Pork cakes were eaten in the United States during the 19th and 20th centuries. Like mince pies, they combined meat and fruit, but here, the mixture was not allowed to ferment. One type of pork cake in the 19th century was the temperance cake, a type of plum cake which omitted wine. Another was the molasses (or 'lasses) cake, a common dish among African-American cooks living on plantations. This cake combined a basic pork cake with ingredients such as molasses and granulated sugar, raisins, and spices including allspice, nutmeg, and cloves. Pork cakes continued to be eaten into the 20th century, as seen in a 1914 pamphlet The Farmer Jones Cook Book, which included a recipe for a spiced pork cake with dried fruit but no eggs or dairy. In 1963, the librarian Charlemae Hill Rollins included a recipe in a Christmas anthology of African-American texts. Writing on the inclusion, culinary historian Toni Tipton-Martin proposes the recipe was chosen as Rollins considered it "easy to make and share."

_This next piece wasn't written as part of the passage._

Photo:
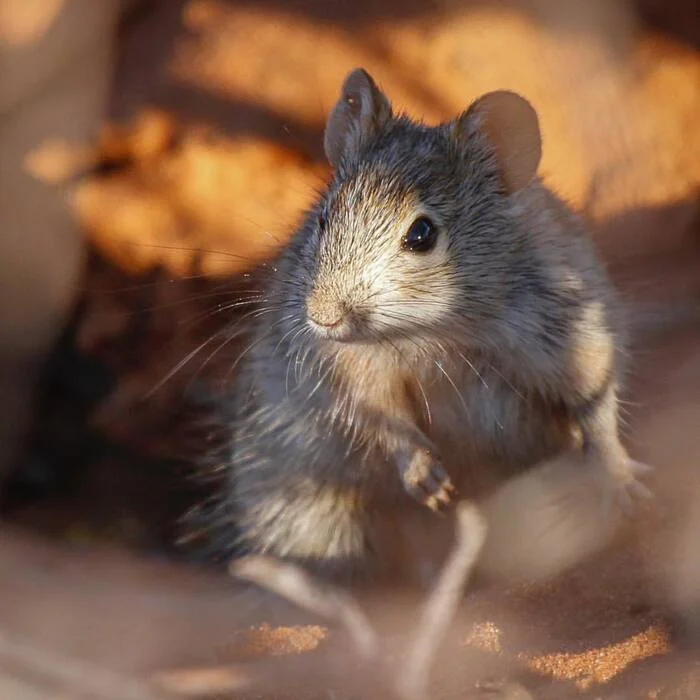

The use of salt pork as a shortener was often informed by price, but could also be informed by what was on-hand; in a reflection on her childhood in Illinois during the early 20th century, the writer Helen Walker Linsenmeyer commented that with salt pork on hand, "notice of the imminent arrival of the traveling "preacher" for dinner, or a group of relatives from afar seldom caught Grandmother unprepared." Pork meat was also used in some preparations; by combining it with flour and shortening and baking it into a cake, cooks could make their cooked pork last longer.

The amount of salt pork that could be used was at times not insubstantial. One recipe, published by Mrs S. G. Knight in her 1864 cookbook Tit-Bits; Or, How to Prepare a Nice Dish at a Moderate Expense required half a pound of the ingredient (around a quarter of a kilogram), producing a cake that would have tasted strongly of salt.